But upon this point the provisions of the subsequent articles of confederation (§ 4), and of the Constitution (art. 4, § 2), securing citizen rights to the people of the several States in every other, would seem to conclude the question against the views of Judges Story aud Curtis.

But the whole difficulty is in the meaning of the words "one people," as used by Justice Story. If he means one people, in the sense that all were Britonsthat all were under one King, etc.—there is no controversy. But the question we are discussing is, what political relation did they hold to each other? Were they one civil body-politic? It is conceded neither had any authority over or within any other; that neither was a part of the mother country, and was, therefore, no part of any other. Non-alienage of the inhabitants of one in every other has been explained.
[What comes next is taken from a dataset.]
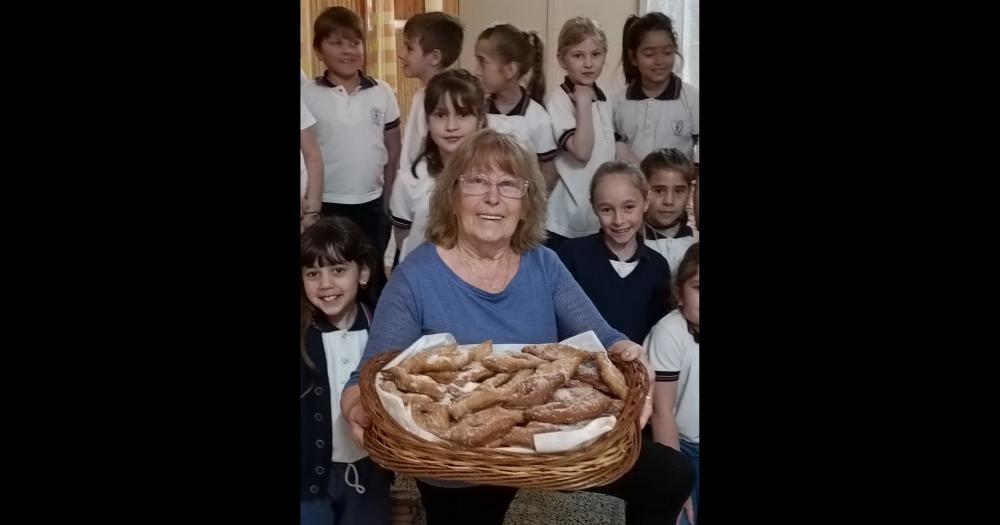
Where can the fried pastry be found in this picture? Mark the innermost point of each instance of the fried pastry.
(570, 405)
Where then was there a shadow of political unity?

In fact, as each was sovereign (by Judge Story's concession), except as the crown or Parliament held supremacy over each, the overthrow of their supremacy left the colony with absolute sovereignty. Its colonial sovereignty was conditioned upon its dependency to Great Britain. Independency of Great Britain determined the condition, and left its sovereignty absolute.

Each colony, by a separate ligament, was bound to Great Britain as a dependency. That distinct ligament being severed, each fell from the parent stem, a separate Commonwealth independent of the mother country, as of every other. The acorus hanging from an English oak have several ties to the sturdy tree, but falling to the earth, each is the germ, the proto-plasm of a new and distinct life, each independent of its parent, as of every other. There is a moral brotherhood and sympathy between children of a common mother. But each has his distinct faculties, his own will, his separate and independent life, free from the control or legal influence of his brethren.

While, therefore, conceding in full force the affinities and sympathies between the colonies, the philosophic historian must deny all political bonds between them, and maintain their absolute political independence as civil bodies-politic.

This point has been more dwelt upon, because a primordial unity between the colonies, being assumed or conceded, has led to radical errors in the subsequent history of the colonies, emerging into their condition as States.